SG: In Wilton, a 1950s suburb adjacent to Wadestown. I went to Wilton School (Te Kura o Otari), right beside the Otari Bush Reserve, which was a big part of my life in those days – a time when you were allowed to roam at leisure. In the ’50s, roads were being carved into the hillside and there was a smattering of architecturally designed houses – we lived in one – as well as builders’ houses and state houses. It was quite diverse in that respect.
JH: So you lived in an architecturally designed house; were your parents interested in architecture?
SG: Yes. We probably had copies of Home and Building magazine floating around and our house actually did feature in there. It was designed by Maurice Patience and right next door was a really nice house designed by Bill Toomath. It was owned by some diplomats and they had fabulous modern art: Illingworths, McCahons and Woollastons.
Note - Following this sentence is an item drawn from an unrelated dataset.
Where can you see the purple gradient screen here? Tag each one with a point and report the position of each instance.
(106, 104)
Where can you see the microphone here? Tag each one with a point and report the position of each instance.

It was probably my first exposure to contemporary modern New Zealand art. Down the drive, Jane Aimer lived in a house designed by Allan Wild and we knew each other.
JH: Were you interested from quite an early age?
SG: Yes, I was. Then, for about three years, I went to Wellesley College in Days Bay, which was a great school as well. Mark Fowler was a friend and he was the son of Sir Michael Fowler, an architect and the former Mayor of Wellington. So, by the time I went to Wellington College, I was aware that I wanted to be an architect. I knew that I had to study physics to enter architecture school and I absolutely loved maths. I guess I’m one of those people who likes the arts/the humanities, as well as maths and sciences.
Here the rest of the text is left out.